Metadata-Version: 2.4
Name: zvec-memory
Version: 0.2.1
Summary: Local-first vector memory for AI agents using Zvec and Ollama
Project-URL: Homepage, https://github.com/ereid7/zvec-memory
Project-URL: Repository, https://github.com/ereid7/zvec-memory
Project-URL: Documentation, https://github.com/ereid7/zvec-memory/blob/main/docs
Project-URL: Issues, https://github.com/ereid7/zvec-memory/issues
Author: ereid7
License-Expression: MIT
License-File: LICENSE
Keywords: agents,ai,embeddings,local-first,memory,ollama,vector-database,zvec
Classifier: Development Status :: 4 - Beta
Classifier: Intended Audience :: Developers
Classifier: License :: OSI Approved :: MIT License
Classifier: Operating System :: MacOS
Classifier: Operating System :: POSIX :: Linux
Classifier: Programming Language :: Python :: 3
Classifier: Programming Language :: Python :: 3.10
Classifier: Programming Language :: Python :: 3.11
Classifier: Programming Language :: Python :: 3.12
Classifier: Topic :: Scientific/Engineering :: Artificial Intelligence
Classifier: Typing :: Typed
Requires-Python: <3.13,>=3.10
Requires-Dist: numpy>=1.24.0
Requires-Dist: requests>=2.28.0
Requires-Dist: zvec>=0.2.0
Provides-Extra: dev
Requires-Dist: build>=1.2.0; extra == 'dev'
Requires-Dist: httpx>=0.25.0; extra == 'dev'
Requires-Dist: mypy>=1.5.0; extra == 'dev'
Requires-Dist: pytest-asyncio>=0.21.0; extra == 'dev'
Requires-Dist: pytest>=7.0.0; extra == 'dev'
Requires-Dist: ruff>=0.1.0; extra == 'dev'
Requires-Dist: twine>=5.0.0; extra == 'dev'
Requires-Dist: types-requests>=2.32.0; extra == 'dev'
Provides-Extra: server
Requires-Dist: fastapi>=0.104.0; extra == 'server'
Requires-Dist: uvicorn[standard]>=0.24.0; extra == 'server'
Description-Content-Type: text/markdown

<div align="center">

# 🧠 zvec-memory

**Local-first vector memory for AI agents.**

[![Python](https://img.shields.io/badge/python-3.10%2B-blue)](https://www.python.org/)
[![License: MIT](https://img.shields.io/badge/License-MIT-blue.svg)](LICENSE)
[![Zvec](https://img.shields.io/badge/powered%20by-Zvec-green)](https://zvec.org/)
[![Ollama](https://img.shields.io/badge/embeddings-Ollama-orange)](https://ollama.ai/)

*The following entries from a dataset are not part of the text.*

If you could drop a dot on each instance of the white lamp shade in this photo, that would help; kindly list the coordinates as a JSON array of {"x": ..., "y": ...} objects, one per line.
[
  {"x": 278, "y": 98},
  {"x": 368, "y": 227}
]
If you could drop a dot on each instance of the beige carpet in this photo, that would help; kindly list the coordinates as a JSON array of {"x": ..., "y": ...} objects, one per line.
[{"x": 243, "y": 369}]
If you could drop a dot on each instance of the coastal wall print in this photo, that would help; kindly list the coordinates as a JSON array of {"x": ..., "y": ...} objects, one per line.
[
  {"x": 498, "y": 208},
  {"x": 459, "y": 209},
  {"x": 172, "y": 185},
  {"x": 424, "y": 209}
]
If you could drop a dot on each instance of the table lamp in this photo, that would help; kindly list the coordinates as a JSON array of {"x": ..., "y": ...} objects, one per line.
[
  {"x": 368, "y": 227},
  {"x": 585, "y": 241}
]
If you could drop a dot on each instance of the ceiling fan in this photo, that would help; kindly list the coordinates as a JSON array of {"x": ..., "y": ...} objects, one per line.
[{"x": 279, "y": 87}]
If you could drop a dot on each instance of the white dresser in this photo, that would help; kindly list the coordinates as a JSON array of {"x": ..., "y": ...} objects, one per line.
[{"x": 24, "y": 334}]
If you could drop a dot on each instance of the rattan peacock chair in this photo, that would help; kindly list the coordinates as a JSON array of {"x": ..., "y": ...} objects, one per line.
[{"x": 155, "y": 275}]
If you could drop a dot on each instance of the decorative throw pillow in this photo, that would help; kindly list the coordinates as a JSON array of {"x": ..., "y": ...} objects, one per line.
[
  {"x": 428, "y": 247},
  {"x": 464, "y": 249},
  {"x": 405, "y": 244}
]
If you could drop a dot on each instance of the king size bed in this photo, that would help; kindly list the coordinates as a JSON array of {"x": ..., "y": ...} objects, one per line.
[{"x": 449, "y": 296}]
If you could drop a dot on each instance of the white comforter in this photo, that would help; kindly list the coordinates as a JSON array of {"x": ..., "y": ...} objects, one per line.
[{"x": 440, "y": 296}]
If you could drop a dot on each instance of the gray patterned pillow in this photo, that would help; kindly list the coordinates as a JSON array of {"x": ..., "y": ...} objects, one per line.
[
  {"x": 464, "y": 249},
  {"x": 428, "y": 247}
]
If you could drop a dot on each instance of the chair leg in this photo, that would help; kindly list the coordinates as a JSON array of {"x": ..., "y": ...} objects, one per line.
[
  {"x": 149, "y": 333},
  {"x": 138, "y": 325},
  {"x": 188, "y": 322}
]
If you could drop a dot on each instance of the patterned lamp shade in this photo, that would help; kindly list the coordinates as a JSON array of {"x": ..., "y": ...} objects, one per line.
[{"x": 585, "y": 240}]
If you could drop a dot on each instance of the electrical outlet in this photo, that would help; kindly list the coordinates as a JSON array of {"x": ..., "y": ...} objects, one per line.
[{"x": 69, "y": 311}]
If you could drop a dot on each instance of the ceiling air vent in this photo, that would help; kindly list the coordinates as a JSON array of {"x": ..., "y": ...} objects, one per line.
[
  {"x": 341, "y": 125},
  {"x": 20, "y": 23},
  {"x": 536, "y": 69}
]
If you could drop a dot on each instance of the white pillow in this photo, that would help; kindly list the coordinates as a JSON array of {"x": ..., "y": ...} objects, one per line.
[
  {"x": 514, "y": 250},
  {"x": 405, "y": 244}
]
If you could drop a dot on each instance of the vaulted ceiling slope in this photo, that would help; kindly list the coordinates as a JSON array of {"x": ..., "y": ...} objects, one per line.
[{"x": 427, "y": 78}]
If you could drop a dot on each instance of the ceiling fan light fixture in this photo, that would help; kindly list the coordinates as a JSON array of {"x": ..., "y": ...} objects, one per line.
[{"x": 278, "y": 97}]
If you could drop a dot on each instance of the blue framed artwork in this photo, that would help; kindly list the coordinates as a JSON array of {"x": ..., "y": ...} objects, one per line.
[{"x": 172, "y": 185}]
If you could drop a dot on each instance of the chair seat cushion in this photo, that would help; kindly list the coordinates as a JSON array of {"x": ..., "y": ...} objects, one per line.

*In-process vector database with hybrid semantic + keyword search. No cloud. No API keys. Just local embeddings and fast recall.*

</div>

---

## Quick Start

```bash
# Install
pip install zvec-memory

# Ensure Ollama is running with an embedding model
ollama pull nomic-embed-text

# Store a memory
zvec-memory add "Alice prefers local-first architecture" \
    --type semantic --importance 8 --tags preferences,architecture

# Search memories
zvec-memory search "what are the architecture preferences"
```

---

## What Makes This Different

Most agent memory systems are either:
- **Cloud-hosted** (privacy concerns, latency, cost)
- **File-based only** (no semantic search, just grep)
- **Require external vector DBs** (Qdrant, Chroma, etc. — more infrastructure)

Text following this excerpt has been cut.